2.    Place 2 legs against a wall.  Make sure they’re perfectly vertical and 48” apart.  

3.    Screw in (3) 1 x 6 48’s.

4.    Making sure everything is square, place these 2 sides 32” apart.  

5.     Screw in (6) 1x 6 x 32 boards at each end (just like the 48-inch boards in drawing).

6.    Screw  (6) 1 x 6 x 32 bottom slats into the edges of lowest (highest since you’re still up side down) side boards.

7.     Install (4) cleats onto legs so these 2 boards between legs will end up at same height as bottom slats and bottom edges of side boards.

8.    Flip planter onto its feet!!!!

9.    Screw in the (2) 1 x 4 x 25” (approximately) into the edges of the cleats.

10.                        Line with landscape or raised bed fabric.

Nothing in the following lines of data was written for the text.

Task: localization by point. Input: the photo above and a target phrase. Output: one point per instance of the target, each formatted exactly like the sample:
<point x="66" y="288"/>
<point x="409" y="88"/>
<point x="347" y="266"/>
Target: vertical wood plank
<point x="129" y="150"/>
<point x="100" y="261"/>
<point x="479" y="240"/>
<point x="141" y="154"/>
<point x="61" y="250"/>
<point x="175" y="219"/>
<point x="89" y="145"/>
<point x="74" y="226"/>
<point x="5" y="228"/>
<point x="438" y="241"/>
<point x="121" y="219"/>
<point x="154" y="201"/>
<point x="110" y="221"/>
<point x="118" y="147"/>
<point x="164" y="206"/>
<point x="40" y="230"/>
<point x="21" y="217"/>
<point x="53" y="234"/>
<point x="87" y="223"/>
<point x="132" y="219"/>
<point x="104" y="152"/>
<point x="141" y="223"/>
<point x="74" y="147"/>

11.  Fill with potting soil, working compost into the top layer.

12.Plant veggies!!!

Liz Lafferty and Kim Foley have a sweet spot in the woods, but its limited sun makes it challenging to grow vegetables. Undaunted, they arrived at some ingenious ways to utilize repurposed materials to create deer-proof structures in their front yard where the sun access was best. Liz told me “Our goal is to use at least 70% repurposed components in all our projects.”

(above) Front yard garden with hoops covered with bird netting
(below top) Forest logs garden box planted with summer squash and cabbage
(below bottom) Repurposed 2 x 10 planter box growing basil and spinach

Deck hoop house for growing peppers between the window and a vertical glass pane

Among the myriad reasons to grow our own food are its health benefits, improved taste, food safety, enhancement of the local ecosystem, and its lower embedded carbon footprint. In this era of energy insecurity and climate instability, our need in 2020 and going forward is just as urgent as was the reason for the enthusiastic response to the call for Victory Gardens in the 1940’s. And given an equivalent collective will, we here in the San Juans can be just as successful!